In the Cariou case, the U.S. Court of Appeals for the Second Circuit referred to a Supreme Court decision, Campbell v. Acuff-Rose Music Inc., in which the band 2 Live Crew had been sued for violating Roy Orbison’s copyright on his song “Pretty Woman” after it released a parody with different lyrics. The Supreme Court found the parody “departed markedly from the Orbison lyrics, producing otherwise distinctive music.” This, it held, was a transformative use and therefore a fair use of the copyrighted material.
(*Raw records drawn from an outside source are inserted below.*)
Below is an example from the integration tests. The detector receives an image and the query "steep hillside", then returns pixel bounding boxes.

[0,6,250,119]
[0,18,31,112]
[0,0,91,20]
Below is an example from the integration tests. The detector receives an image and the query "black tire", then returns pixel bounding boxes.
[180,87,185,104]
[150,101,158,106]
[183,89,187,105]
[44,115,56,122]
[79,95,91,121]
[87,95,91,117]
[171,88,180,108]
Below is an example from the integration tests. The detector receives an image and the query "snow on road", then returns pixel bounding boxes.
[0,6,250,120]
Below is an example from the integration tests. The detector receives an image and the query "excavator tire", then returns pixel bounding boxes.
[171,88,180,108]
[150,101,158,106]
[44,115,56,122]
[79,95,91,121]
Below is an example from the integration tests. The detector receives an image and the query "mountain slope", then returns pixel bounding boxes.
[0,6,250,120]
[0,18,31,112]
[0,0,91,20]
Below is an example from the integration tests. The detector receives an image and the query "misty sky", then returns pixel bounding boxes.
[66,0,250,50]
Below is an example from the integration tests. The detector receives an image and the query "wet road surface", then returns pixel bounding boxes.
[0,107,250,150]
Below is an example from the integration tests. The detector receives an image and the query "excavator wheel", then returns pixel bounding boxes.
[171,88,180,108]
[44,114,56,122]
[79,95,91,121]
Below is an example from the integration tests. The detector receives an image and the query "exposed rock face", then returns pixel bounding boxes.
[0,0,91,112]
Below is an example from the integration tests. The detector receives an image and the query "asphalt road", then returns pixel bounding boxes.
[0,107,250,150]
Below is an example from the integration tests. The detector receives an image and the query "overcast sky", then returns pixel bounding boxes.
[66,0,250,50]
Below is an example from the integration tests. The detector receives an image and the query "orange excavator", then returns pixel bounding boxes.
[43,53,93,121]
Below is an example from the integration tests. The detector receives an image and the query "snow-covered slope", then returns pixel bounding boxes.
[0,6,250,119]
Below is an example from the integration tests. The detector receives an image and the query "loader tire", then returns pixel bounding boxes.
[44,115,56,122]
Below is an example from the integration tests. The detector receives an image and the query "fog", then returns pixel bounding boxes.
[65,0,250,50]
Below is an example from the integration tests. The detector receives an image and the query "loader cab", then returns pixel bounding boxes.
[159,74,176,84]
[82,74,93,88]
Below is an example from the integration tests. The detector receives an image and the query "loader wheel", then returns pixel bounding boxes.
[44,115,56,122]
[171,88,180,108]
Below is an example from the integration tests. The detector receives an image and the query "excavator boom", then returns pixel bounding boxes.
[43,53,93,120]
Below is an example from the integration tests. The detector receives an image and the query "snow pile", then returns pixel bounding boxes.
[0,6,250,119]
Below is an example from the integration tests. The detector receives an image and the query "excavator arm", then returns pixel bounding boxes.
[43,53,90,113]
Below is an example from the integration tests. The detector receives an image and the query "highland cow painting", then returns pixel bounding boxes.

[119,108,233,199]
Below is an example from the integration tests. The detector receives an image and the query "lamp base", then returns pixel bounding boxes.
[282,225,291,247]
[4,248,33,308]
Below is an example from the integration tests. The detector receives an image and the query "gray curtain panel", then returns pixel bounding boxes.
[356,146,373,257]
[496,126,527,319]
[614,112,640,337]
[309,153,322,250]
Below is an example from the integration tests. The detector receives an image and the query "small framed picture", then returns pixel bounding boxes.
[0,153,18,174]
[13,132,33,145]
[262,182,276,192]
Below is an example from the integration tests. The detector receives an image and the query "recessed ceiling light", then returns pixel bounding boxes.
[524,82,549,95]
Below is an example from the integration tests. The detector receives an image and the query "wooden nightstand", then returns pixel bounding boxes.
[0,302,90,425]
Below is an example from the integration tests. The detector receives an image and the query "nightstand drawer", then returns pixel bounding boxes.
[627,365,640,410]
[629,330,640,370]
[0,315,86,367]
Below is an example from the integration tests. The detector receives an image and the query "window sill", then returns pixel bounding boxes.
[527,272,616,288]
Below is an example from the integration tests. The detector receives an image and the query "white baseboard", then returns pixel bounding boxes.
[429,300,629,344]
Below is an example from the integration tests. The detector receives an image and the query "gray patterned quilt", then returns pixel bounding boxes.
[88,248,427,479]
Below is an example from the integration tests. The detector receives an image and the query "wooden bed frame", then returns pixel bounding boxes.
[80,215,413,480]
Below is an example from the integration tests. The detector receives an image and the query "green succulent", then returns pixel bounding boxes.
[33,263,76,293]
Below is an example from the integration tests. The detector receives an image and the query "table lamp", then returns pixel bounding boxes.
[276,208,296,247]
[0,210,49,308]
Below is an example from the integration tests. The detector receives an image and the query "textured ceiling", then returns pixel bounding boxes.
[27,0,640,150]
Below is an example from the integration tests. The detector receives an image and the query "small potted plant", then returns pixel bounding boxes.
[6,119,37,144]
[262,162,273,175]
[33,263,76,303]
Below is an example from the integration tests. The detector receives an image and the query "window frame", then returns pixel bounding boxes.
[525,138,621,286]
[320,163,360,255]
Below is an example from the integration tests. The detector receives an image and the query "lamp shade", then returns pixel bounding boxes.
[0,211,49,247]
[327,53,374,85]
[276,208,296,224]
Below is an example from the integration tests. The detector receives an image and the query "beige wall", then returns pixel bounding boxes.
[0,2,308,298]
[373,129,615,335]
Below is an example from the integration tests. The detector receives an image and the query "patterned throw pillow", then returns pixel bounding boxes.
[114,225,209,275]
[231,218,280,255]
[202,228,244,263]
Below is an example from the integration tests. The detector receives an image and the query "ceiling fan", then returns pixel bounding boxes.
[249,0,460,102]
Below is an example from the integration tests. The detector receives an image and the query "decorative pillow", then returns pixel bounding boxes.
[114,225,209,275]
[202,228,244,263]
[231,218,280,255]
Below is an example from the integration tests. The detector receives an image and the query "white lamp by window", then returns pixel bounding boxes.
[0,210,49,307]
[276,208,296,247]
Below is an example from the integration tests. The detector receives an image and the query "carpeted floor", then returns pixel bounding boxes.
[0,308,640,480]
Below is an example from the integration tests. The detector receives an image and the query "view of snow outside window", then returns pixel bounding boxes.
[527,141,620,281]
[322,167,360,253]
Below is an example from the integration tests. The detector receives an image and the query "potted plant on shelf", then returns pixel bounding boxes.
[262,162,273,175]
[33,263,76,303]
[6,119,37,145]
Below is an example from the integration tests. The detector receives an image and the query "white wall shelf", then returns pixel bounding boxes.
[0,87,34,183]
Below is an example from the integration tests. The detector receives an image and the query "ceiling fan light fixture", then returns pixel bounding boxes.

Using that rationale, the Second Circuit ruled that most of Prince’s collages were transformative uses and did not violate Cariou’s copyright.

I’ve always found the concept of transformative use troubling. The idea that someone can take another person’s work, tweak it, and then profit from it seems to fly in the face of U. S. copyright law. For example, if I take a copyrighted bestseller and change the names of all the characters and the locations of all the scenes, and republish it under my name, I would likely be sued for copyright infringement… and laughed at, were I to claim it was a fair use because I had transformed the work. Remember, the Copyright Act grants the copyright owner the right to prepare derivative works based on the copyrighted material. Aren’t all transformative works derived from the original? If that’s the case, then the copyright holder should have the right to control or prevent any works derived from the original (unless they fall under the four factors traditionally used by courts to define fair use).

Last year, the U.S. Court of Appeals for the Seventh Circuit ruled that ‘transformative use’ alone is insufficient for a finding of fair use. It noted, in Kienitz v. Sconnie Nation, “to say that a new use transforms the work is precisely to say that it is derivative.” So there appears to be a split among the circuits on the issue of transformative use. In the meantime, Dickie-boy Prince is making millions appropriating other people’s work and tweaking it. He sold prints of the SuicideGirls’ Instagram photos for $90,000 a pop. The SuicideGirls decided against suing the multi-millionaire appropriation artist, opting instead to fight fire with fire: they released their own blown-up prints, identical to the prints Richard Prince is selling, but for only $90. In a side-by-side comparison ad, the SuicideGirls state both are 67x55, both are inkjet on canvas, but one’s “profits go to rich art gallery owner and millionaire ‘artist’” while the others are “sold by the actual people who created the image and profits go to charity.”